Do whatever brings you comfort. Don’t let your grieving process be derailed or dictated by those who minimize your loss or say you’re silly to cry. If you don’t get the support you need from those closest to you, seek it elsewhere. But don’t hide or deny your feelings of grief just because someone else thinks it’s silly to mourn a companion animal.

Realize that negative reactions to your feelings of loss may signal complicated issues in another. A family member may be jealous of the closeness you shared with this special animal or fearful that your loving commitment to him or her may be less intense. Others, who have never had the benefit of closeness with animals, may lack empathy and understanding. Some struggle with issues of mortality and find grief in another unsettling. And some people have internal stores of anger and judgment that have nothing to do with you or your late pet.

A neighbor of mine, tearful over the loss of her wonderful dog, was weeping quietly as she worked at gardening in her front yard. Another neighbor stopped and asked her what was wrong. When she told her, the woman snorted with disgust and disdain. “That’s what you get for not having children,” she said. “Dogs are no substitute. It’s pathetic to think otherwise.” This woman had three adult children but was estranged from all of them. She defended herself against her own grief with her hostility and righteous anger. 

Seek support from those who understand instead of isolating yourself. This support may come from friends and family members who truly understand what it means to lose a beloved pet. Or it may come from a local pet loss support group or from an online service. Two resources to consider:

  • Petloss.com, a website for pet lovers experiencing a loss or anticipatory grief with a terminally ill pet. This site offers a state-by-state guide to pet loss groups as well as chat rooms with supportive, online conversations about loss.
  •  ASPCA also offers a Pet Loss Hotline (877-GRIEF-10 ) where you can talk with someone about your grief or about making the painful decision to euthanize a beloved pet who is suffering.

Give yourself time to grieve. As you may know well from other losses, the grief process isn’t a straight and orderly path. You may veer between acceptance and renewed pain. Be gentle with yourself when you have a setback. And don’t rush into quick fixes. You may choose, in time, to get another companion animal. But one animal never truly replaces another. Trust your own sense of what is right for you when deciding whether or when to open your heart and your home to another animal companion.

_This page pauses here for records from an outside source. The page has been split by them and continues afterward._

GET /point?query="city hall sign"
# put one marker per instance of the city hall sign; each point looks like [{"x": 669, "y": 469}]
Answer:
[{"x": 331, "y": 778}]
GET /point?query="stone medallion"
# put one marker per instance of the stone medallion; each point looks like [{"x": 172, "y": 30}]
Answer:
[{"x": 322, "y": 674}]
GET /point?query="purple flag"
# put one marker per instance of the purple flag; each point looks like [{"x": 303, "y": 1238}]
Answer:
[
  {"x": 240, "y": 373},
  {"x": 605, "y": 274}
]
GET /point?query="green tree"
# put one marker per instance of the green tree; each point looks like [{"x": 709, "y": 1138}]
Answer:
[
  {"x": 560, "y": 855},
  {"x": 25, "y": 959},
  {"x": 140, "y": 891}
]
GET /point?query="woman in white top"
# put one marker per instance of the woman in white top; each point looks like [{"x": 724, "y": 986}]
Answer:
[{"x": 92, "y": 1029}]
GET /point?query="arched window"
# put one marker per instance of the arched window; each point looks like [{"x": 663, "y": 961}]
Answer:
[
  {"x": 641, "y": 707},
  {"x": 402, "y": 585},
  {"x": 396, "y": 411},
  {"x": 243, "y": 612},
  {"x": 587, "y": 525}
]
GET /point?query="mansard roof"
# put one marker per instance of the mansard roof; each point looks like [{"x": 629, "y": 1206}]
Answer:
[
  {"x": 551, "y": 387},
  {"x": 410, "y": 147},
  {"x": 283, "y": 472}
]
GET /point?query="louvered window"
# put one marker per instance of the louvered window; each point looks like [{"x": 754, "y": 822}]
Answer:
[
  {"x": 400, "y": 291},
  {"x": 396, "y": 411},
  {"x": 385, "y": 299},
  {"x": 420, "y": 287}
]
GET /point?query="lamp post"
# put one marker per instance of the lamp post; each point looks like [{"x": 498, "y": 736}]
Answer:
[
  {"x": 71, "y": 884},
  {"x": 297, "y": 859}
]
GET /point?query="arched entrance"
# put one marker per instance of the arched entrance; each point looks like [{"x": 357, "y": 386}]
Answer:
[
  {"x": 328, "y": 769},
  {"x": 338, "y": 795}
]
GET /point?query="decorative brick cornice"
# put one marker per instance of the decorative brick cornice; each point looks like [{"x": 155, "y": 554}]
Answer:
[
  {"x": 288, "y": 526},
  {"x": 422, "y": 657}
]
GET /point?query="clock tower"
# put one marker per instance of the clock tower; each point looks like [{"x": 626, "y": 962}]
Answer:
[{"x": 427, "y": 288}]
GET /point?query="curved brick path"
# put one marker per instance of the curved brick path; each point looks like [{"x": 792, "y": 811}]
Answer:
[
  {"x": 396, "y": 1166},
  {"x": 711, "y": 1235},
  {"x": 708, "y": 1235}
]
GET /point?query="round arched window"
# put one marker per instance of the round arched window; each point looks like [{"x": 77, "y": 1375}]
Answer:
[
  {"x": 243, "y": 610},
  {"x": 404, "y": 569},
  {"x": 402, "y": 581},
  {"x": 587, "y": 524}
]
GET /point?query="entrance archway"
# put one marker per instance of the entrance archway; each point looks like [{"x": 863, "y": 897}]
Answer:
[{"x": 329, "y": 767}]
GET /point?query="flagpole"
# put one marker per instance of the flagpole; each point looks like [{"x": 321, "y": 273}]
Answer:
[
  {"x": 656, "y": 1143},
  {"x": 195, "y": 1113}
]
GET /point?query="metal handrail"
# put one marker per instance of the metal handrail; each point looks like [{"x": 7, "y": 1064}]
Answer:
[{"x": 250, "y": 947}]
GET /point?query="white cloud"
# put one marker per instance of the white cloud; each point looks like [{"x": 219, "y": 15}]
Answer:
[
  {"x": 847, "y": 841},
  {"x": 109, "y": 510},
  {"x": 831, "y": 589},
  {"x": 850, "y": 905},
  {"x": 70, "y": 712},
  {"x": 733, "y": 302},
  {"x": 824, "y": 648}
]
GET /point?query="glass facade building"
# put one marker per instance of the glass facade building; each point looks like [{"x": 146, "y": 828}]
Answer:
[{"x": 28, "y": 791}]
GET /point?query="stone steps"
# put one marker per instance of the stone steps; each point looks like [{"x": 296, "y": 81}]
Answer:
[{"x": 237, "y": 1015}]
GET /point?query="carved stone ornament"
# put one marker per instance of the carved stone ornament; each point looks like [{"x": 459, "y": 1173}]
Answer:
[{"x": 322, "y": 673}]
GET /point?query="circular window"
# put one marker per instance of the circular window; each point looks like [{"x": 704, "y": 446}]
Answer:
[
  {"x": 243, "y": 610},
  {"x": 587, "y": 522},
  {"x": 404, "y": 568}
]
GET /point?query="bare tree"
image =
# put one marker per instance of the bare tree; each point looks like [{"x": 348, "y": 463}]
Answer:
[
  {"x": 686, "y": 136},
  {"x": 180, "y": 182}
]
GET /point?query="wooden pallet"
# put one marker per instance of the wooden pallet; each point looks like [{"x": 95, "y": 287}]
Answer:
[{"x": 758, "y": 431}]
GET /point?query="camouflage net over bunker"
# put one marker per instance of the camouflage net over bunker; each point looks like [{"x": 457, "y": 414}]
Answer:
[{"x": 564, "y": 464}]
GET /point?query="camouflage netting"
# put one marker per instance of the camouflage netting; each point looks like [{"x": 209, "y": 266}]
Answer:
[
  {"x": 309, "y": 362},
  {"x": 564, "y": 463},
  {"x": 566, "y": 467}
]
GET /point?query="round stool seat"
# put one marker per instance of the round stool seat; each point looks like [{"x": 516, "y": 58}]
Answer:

Find comfort and healing in warm memories. There can be comfort and healing in remembering all that was wonderful, all that you loved about your lost pet. Maybe you'll choose to memorialize your beloved pet with a poem or a photo collage or a contribution to an animal charity. Perhaps you find comfort most days in simply remembering your life together. Sometimes these memories will bring tears. But, as time goes by, the memories also can be a source of joy and immense gratitude as you remind yourself that you had the good fortune to know and to love a very special animal.

References

Walsh, Froma, Human-Animal Bonds: The relational significance of companion animals. Family Process, Vol. 48, December 2009, pp. 462-480.

Beck, L and Madresh, E.D. Romantic partners and four-legged friends: An extension of attachment theory to relationships with pets. Anthrozoos, 2008, 21(1), pp. 43-56

Kurdek, L. (2008). Pet dogs as attachment figures. Journal of Personal and Social Relationships, 25(2), pp. 247-266.

Allen, K.M. (1995). Coping with life changes and transitions: the role of pets. Interaction, 13(3), pp. 5-8.

Melson, G.F. (2003). Child development and the human-companion animal bond. Animal Behavioral Scientist, 47 (1); pp. 31-39.